Em meio a tantas referências, a tantos acasos, não tinha como me furtar a um ligeiro sorriso de satisfação: eu, um jovem interiorano, comendo, como num sonho, com talheres que já estiveram em bocas de personalidades que marcaram o século XX. Mas, como a vida, isso era apenas mais um acaso. O outro convidado daquele jantar, o filósofo, talvez também acabou pensando em tantos acasos que aconteciam naquele instante, pois também ele não sabia que o jogo de talheres pertencera a Binswanger e, de fato, toda sua produção intelectual tinha como referentes, em maior ou menor medida, Freud, Heidegger, Warburg e Foucault. Se fantasmas poderiam existir, na minha imaginação estavam todos ali, naquele jantar próximo ao Campo Zan Degolà.
Em todo esse contexto a questão imaginativa da interpretação dos sonhos à qual Foucault faz menção está plenamente em curso nessas minhas divagações sobre jantares, igrejas, sonhos, pinturas e ideias. Como colocar tudo em movimento, como tentar jogar com outros tempos e, sobretudo, com as imagens que preenchem a memória? Tudo é uma questão de como montar essas imagens e reconfigurá-las numa nova constelação de sentidos para o presente (e nada mais warburguiano do que isso).

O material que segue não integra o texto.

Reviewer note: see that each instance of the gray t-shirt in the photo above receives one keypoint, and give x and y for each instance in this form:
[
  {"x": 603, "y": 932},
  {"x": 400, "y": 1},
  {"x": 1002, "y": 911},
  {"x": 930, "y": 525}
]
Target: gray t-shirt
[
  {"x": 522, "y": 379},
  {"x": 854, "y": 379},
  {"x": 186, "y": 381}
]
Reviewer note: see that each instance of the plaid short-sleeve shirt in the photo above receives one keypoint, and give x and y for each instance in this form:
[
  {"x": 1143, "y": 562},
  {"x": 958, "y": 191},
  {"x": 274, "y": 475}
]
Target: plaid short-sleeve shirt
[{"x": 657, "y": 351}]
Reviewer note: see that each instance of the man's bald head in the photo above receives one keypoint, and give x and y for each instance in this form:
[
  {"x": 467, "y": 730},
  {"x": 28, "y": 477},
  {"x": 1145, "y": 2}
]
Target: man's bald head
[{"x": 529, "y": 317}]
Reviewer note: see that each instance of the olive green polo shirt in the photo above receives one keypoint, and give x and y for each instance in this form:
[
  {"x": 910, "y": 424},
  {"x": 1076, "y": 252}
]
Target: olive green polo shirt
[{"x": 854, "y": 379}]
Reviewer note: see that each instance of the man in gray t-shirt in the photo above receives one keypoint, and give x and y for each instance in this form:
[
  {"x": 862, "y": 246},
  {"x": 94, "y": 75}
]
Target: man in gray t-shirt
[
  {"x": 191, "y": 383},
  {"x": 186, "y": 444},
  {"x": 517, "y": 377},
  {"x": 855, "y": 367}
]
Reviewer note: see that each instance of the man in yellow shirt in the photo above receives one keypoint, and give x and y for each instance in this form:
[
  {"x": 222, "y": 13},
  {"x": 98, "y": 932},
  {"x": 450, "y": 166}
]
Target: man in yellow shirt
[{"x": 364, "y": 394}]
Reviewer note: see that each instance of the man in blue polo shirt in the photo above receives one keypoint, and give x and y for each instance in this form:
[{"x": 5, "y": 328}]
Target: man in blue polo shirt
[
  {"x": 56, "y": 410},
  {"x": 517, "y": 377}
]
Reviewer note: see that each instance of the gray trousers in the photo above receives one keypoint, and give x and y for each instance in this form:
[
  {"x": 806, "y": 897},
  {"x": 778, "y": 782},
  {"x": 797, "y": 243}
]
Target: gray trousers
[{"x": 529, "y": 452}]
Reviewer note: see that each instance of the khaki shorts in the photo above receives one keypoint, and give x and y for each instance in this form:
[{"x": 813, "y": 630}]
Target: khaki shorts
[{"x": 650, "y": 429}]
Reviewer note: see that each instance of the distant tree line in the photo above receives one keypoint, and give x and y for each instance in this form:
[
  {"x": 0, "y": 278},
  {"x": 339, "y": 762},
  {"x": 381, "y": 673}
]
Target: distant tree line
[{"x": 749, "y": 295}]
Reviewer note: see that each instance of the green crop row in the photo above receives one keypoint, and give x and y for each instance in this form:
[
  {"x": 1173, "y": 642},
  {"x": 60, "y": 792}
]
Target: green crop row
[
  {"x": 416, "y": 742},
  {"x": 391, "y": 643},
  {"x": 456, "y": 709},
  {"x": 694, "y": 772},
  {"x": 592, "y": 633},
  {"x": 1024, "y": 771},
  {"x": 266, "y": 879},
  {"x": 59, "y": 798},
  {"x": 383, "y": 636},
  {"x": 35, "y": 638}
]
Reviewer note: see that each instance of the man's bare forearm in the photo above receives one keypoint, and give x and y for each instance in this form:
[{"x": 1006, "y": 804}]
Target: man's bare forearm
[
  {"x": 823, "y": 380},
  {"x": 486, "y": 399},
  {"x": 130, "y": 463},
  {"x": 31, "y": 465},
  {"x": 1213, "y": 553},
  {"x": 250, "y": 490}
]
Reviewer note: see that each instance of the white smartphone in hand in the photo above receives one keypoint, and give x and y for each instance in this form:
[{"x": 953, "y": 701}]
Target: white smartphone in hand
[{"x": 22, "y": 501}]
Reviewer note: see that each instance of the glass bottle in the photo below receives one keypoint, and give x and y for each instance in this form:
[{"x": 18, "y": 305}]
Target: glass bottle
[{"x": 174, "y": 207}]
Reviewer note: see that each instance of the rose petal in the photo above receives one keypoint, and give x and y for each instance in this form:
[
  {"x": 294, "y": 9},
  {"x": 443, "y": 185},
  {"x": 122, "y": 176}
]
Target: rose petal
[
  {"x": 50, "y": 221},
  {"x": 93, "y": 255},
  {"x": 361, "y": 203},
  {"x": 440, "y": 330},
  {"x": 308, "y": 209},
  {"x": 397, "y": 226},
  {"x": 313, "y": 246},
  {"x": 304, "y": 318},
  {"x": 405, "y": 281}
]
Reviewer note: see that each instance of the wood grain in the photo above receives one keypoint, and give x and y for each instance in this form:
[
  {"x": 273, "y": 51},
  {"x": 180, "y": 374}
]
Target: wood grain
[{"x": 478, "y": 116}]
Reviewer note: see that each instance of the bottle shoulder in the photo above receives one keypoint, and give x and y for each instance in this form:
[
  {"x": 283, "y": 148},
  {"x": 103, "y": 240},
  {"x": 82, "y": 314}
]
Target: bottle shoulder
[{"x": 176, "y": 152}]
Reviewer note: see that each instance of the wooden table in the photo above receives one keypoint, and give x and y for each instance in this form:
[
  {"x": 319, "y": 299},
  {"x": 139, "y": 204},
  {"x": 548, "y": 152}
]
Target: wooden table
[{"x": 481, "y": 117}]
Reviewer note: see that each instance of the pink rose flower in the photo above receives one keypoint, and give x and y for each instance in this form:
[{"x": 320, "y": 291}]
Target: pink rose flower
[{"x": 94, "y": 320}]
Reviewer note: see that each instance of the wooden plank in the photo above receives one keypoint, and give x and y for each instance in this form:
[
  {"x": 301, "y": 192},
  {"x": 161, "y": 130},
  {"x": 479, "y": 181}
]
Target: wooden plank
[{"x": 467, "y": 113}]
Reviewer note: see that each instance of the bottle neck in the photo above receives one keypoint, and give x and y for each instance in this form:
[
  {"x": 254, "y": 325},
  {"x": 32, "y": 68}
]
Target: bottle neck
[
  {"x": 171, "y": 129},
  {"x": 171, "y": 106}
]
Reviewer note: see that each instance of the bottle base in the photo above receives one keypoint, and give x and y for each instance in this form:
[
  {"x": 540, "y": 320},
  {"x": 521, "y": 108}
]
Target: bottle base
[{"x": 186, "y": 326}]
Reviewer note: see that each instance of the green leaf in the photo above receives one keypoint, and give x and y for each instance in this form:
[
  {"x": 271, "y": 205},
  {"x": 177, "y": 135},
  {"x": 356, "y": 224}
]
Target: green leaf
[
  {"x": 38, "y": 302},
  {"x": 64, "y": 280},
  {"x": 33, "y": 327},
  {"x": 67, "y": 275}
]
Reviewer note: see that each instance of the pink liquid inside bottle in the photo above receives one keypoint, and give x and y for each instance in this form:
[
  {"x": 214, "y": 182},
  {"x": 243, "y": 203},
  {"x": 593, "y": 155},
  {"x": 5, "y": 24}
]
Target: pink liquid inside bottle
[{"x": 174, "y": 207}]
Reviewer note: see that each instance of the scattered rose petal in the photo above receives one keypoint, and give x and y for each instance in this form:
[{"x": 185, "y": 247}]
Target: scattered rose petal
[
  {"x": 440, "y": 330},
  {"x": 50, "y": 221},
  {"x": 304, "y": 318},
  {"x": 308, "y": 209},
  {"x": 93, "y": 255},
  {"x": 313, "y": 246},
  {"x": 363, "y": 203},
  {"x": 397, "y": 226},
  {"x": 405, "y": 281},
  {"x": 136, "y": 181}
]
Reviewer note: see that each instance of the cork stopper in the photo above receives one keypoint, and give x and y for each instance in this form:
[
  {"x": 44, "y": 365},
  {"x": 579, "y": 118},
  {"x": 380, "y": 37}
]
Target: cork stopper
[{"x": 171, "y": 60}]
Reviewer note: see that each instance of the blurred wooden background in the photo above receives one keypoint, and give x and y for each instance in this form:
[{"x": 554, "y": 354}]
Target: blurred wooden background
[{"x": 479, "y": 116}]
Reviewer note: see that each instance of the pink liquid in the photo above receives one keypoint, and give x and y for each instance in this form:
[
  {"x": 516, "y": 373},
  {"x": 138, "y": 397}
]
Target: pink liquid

Acho que o modo apaixonado com o qual o filósofo me falava da Annunciazione de Tiziano pode ter suscitado em mim, ainda em San Salvador, esses pensamentos sobre como os sonhos podem fazer mover as paixões dos homens. Trazer aqui, à consciência, toda trama desses acontecimentos passados não me faz compreendê-los mais ou melhor; de fato, sinto que diante dessas minhas imagens (esses desejos realizados em sonho ou numa viagem), como de qualquer outra imagem (uma obra de arte renascentista ou uma fotografia contemporânea), não posso permanecer parado, como que a fixá-las nos quadros de uma memória inerte, mas que me inquieto, que tento achar outras formas de reagrupá-las, outros critérios a partir dos quais analisá-las. Coloco-me na posição em que o talvez ganhe força, em que as relações - inventadas, criadas - possam ser sempre possíveis, em que eu possa encarar minhas imagens não para as deixar reinar - numa espécie de "é impossível de ser diferente" -, mas para destroná-las e com elas brincar, tal como uma criança o faz com qualquer objeto, numa história que se reinventa a cada instante.
Imagem: Tiziano Vecellio. Annunciazione. Igreja de San Salvador, Veneza. apr. 1560-1565.